The Syriza government of Greece has concluded a deal with the European Union, five days after a referendum in the country overwhelmingly voted to reject the terms of the last deal demanded by the financial powers. The new deal — which the EU had said would not be made — enacts the substantial will of the people, pushing the emphasis for increased revenue onto tax gathering, rather than cuts to services, especially pensions. However, there is some phasing out of certain pension payments and a raise of the retirement age. The deal also includes a haircut for the creditors, though this will be disguised by extension of yield terms and changes to debt-servicing conditions — to allow northern politicians to conceal it from their voters.

The deal represents a victory for Syriza, though it won’t be portrayed that way by either the right, lazy financial journalists, or sections of the further left. Syriza was faced with a dual challenge: to end the ideological austerity war being waged on the Greek economy, which was pushing it deeper into depression, and to lessen the burden on the poor, with starvation and lack of medical care cutting a swathe through Greek life. The Syriza centre never wanted to leave the eurozone, nor did the majority of the Greek people, so their room to manoeuvre was strictly limited.

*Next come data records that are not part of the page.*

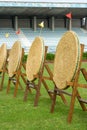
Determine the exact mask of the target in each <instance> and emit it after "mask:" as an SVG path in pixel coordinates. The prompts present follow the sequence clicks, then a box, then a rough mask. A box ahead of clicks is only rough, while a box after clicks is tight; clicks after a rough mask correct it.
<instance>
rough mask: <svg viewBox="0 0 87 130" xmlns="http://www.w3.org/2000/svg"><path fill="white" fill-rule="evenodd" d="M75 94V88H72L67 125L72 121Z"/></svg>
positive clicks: (76, 89)
mask: <svg viewBox="0 0 87 130" xmlns="http://www.w3.org/2000/svg"><path fill="white" fill-rule="evenodd" d="M76 94H77V88H76V87H75V86H73V92H72V97H71V103H70V108H69V114H68V123H71V121H72V116H73V111H74V104H75V99H76Z"/></svg>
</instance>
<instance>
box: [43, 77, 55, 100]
mask: <svg viewBox="0 0 87 130" xmlns="http://www.w3.org/2000/svg"><path fill="white" fill-rule="evenodd" d="M42 83H43V85H44V87H45V88H46V90H47V92H48V94H49V96H50V98H51V99H52V97H53V96H52V94H51V93H49V88H48V85H47V84H46V82H45V80H44V79H42Z"/></svg>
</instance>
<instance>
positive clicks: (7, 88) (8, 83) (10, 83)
mask: <svg viewBox="0 0 87 130" xmlns="http://www.w3.org/2000/svg"><path fill="white" fill-rule="evenodd" d="M10 84H11V79H9V80H8V86H7V93H9V91H10Z"/></svg>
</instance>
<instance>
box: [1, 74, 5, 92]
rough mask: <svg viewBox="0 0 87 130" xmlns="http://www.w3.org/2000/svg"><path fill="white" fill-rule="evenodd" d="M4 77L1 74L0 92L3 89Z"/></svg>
mask: <svg viewBox="0 0 87 130" xmlns="http://www.w3.org/2000/svg"><path fill="white" fill-rule="evenodd" d="M4 76H5V72H3V73H2V80H1V85H0V91H1V90H2V89H3V83H4Z"/></svg>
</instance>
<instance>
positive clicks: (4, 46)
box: [0, 43, 7, 70]
mask: <svg viewBox="0 0 87 130" xmlns="http://www.w3.org/2000/svg"><path fill="white" fill-rule="evenodd" d="M6 57H7V47H6V44H5V43H3V44H2V45H1V47H0V70H1V69H2V68H3V66H4V64H5V62H6Z"/></svg>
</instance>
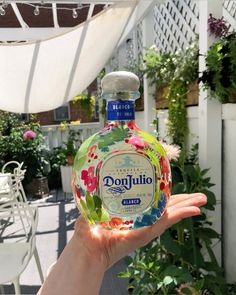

The reporting of the deal as a “tough new austerity deal” is bewildering, parrot financial journo groupsquawk, which appears to lump in tax increases with service cuts as all being austerity. The new deal keeps budget surpluses at 1%, 2% and 3% for the next three years — down from the EU’s initial demands, which started at 3% and went to 4.5%. Other measures are increases in VAT on luxury and non-staple items to 23%, a special luxury tax on other selected items, increased tax on shipping companies, and a raise of the corporate tax rate. The one major austerity is a phasing out of the “ekas” pension supplement payment — simply a part of the pension paid as a year-end lump sum — which will be gone by 2019. Some austerity. In return for this, Greece gets 54 billion euros in debt relief. It’s a measure of how ideological the demands on Greece are that the corporate tax rate is lower than Syriza wanted to make it — 28% instead of 29%. What Prime Minister Alexis Tsipras’ government has been fighting all along is the demand that the EU be able to dictate the minutiae of Greek economic reform, emphasising spending cuts, which are, in turn, deflating the economy.

The making of the deal has ended the blackmail being practised this week by the European Central Bank in denying liquidity to the Greek central bank, with the tap turned back on — until Sunday, when all representatives of all 28 EU heads of government will meet to ratify the deal. This will, as always, come down to a German lead. Any deal with any debt forgiveness faces challenges from small nations with new right-wing governments such as Slovakia and Finland, but they should be brought into line by Germany.

Should the deal not be ratified, liquidity will cease once more — with cash reserves exhausted — and the country will be plunged deeper into crisis. At that point emergency food and medical aid will need to be supplied, and some form of IOU/parallel currency system introduced for civil service payments, pensions and benefits and the like. The EU would return to the old deal that Greece rejected in the referendum, Greece would reject it, and then all bets are off. Tsipras and the Syriza centre might try a switcheroo — suing the EU in the European Court of Justice for illegally denying them ECB liquidity. Since there is no provision to throw someone out of the euro, they may be on solid legal ground — the strategy could be far from Pyrrhic, since it would allow for the legal cancellation of all Greek debt to the EU.

Alternatively, Tsipras and Syriza would resign, and let someone else try to accept and implement a deal. Or they could stay, and (with or without Tsipras as PM) de facto take Greece out of the eurozone with a fully parallel currency, while maintaining that it’s still in it. Or Greece could bite the bullet and perform the much-spoken of “Grexit”. Though many of its supporters, and an increasing number of Greeks are pushing for such, Syriza believes that they are not fully aware of how difficult such a move would be, and how much of a crisis it would prompt. Were they to leave the eurozone, and even the EU, nationalist politics of the ugliest sort would be given a boost, and a rationale. The winner might well be the neo-Nazi Golden Dawn Party.

Whether Greece should leave the eurozone and try to tough it out — immediately shaking off 100 billion euros debt in a stroke — is a purely political question. But Tsipras has got a far better deal out of the EU than anyone else has managed. Nevertheless, beatings will continue until morale improves. A 100% forgiveness of all Greeks debt would be about 20% of the debt forgiveness handed to the banks after the 2008 crash — so that the brave “free enterprise” economies could continue. The true function of the sadism applied to Greece is to enforce the idea that debt is something that applies absolutely to people, without negotiation. People in the West, bent double under unaffordable housing, student loans and usurious credit card interest rates, can then be encouraged to see themselves as good and dutiful debtors, compared to those “bad” debtors elsewhere. More than a touch of white skin/brown skin racism helps.

For if it were truly revealed how negotiable debt is, how imaginary much of it is, if that were done over there, what then over here?